Ekuinoks 22 September, Siap-Siap Musim Aurora

Selama fenomena itu juga akan terjadi badai geomagnetik yang lebih kuat dari biasanya, dan dapat memunculkan musim aurora yang singkat.

oleh Switzy Sabandar diperbarui 14 Sep 2024, 01:00 WIB
Diterbitkan 14 Sep 2024, 01:00 WIB
Ilustrasi equinox, ekuinoks
Ilustrasi equinox, ekuinoks. (Gambar oleh 51581 dari Pixabay)

Liputan6.com, Jakarta - September menjadi salah satu waktu terbaik untuk melihat aurora di langit malam. Sebab, perubahan kemiringan bumi yang menyebabkan aktivitas geomagnetik yang lebih intens di sekitar ekuinoks.

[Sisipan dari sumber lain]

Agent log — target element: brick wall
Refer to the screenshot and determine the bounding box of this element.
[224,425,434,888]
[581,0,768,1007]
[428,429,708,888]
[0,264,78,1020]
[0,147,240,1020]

Ekuinoks merupakan fenomena ketika matahari tepat terbit dari timur dan tenggelam di Barat. Dikutip dari laman Live Science pada Jumat (13/09/2024), ekuinoks terjadi dua kali dalam setahun, pertama pada Maret ketika Kutub Utara mulai condong ke arah matahari.

Kedua, ekuinoks terjadi pada September saat Kutub Selatan mulai condong ke arah matahari. Fenomena ekuinoks pada 2024 ini akan terjadi pada 22 September.

Selama fenomena itu juga akan terjadi badai geomagnetik yang lebih kuat dari biasanya, dan dapat memunculkan musim aurora yang singkat.

Kemunculan aurora yang lebih meriah saat ekuinoks disebut Efek Russell-McPherro. Teori ini menjelaskan mengapa periode ekuinoks sering kali cenderung memiliki tampilan aurora yang paling berwarna.

Sebuah makalah yang diterbitkan pada 1973 menyatakan bahwa aurora secara konsisten muncul lebih teratur selama Maret dan September. Fenomena ini terjadi berkat medan magnet bumi dan angin matahari yang sejajar secara singkat.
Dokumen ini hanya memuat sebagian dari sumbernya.